The new Fore and Aft Marina is to be located on the Ohio River near Madison, Indiana. Assume that Fore and Aft decides to build a docking facility where one boat at a time can stop for gas and servicing. Assume that arrivals follow a Poisson probability distribution, with an arrival rate of 5 boats per hour, and that service times follow an exponential probability distribution, with a service rate of 9 boats per hour. The manager of the Fore and Aft Marina wants to investigate the possibility of enlarging the docking facility so that two boats can stop for gas and servicing simultaneously.
Assume that the arrival rate is 5 boats per hour and that the service rate for each server is 9 boats per hour. What is the probability that the boat dock will be idle? If required, round your answer to two decimal places.

P0 =

What is the average number of boats that will be waiting for service? If required, round your answer to four decimal places

.Lq =

What is the average time a boat will spend waiting for service? If required, round your answer to four decimal places.

Wq =

What is the average time a boat will spend at the dock? If required, round your answer to four decimal places.

W =

If you were the manager of Fore and Aft Marina, would you be satisfied with the service level your system will be providing? why?

Answer 1

Answer:

a.  P0 = 0.5686

b Lq  = 0.0467

c. Wq 0.0093 hours

d. W= 0.1205 hours.

e. Yes

Explanation:

This is a case of a multiple-server queuing Model.

The average arrival rate, λ = 5 per hour .

The average service rate, µ = 9 per hour .

The number of servers (k) = 2 .

The ratio λ/µ = 5/9 = 0.556. The nearest value from the table (attached as image) is 0.55.

a.  P0 = 0.5686

b. Lq can be obtained using the formula below.

Lq = λ.μ((λ/μ))^s)P0 /((s-1)!(s.μ) - λ)^2)

Lq = 5*9*((5/9)^2)*0.5686/((2-1)!*(2*9 - 5)^2) = 0.0467

c.
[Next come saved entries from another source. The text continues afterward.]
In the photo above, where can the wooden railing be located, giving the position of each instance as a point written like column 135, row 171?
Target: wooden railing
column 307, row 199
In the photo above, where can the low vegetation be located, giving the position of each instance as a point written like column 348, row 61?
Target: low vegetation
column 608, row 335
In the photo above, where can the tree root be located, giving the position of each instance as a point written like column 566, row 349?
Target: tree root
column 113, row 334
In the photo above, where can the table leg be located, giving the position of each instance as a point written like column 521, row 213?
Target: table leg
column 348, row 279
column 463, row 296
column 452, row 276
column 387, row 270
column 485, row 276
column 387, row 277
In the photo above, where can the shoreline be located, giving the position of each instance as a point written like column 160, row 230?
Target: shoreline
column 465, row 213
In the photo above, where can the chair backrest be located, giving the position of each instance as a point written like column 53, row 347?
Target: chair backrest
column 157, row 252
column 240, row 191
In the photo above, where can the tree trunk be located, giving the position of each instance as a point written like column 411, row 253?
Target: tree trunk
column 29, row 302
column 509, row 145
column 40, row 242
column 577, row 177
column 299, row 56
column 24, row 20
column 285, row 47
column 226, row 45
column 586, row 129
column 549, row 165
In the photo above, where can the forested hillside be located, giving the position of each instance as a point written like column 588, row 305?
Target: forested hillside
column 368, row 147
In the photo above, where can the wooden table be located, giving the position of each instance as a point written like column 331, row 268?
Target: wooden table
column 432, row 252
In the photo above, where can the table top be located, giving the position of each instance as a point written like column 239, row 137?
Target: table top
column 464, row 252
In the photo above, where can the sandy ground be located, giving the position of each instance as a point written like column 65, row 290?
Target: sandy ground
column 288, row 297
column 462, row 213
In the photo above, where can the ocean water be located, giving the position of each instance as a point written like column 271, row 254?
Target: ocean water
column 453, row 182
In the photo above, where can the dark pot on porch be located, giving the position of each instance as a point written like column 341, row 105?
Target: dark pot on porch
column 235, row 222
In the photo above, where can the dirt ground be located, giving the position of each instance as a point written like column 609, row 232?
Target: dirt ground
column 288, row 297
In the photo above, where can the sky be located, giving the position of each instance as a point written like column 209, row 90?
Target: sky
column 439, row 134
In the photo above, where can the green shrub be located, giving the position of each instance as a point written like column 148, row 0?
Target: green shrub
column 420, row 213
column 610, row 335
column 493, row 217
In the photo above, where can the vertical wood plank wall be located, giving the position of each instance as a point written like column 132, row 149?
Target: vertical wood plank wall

Wq can be obtained using the formula below

   Wq = Lq / λ = 0.0467/5 = 0.0093 hours

d. The average time a boat will spend at the dock, W

    W= Wq + 1/µ = 0.0093 + 1/9 = 0.1205 hours.

e. The average service time is 6 minutes (60/10), and the average waiting time is also 6 minutes. Since the average time, a boat will spend waiting is just 6 minutes, which is acceptable. Hence, the level of service is satisfactory.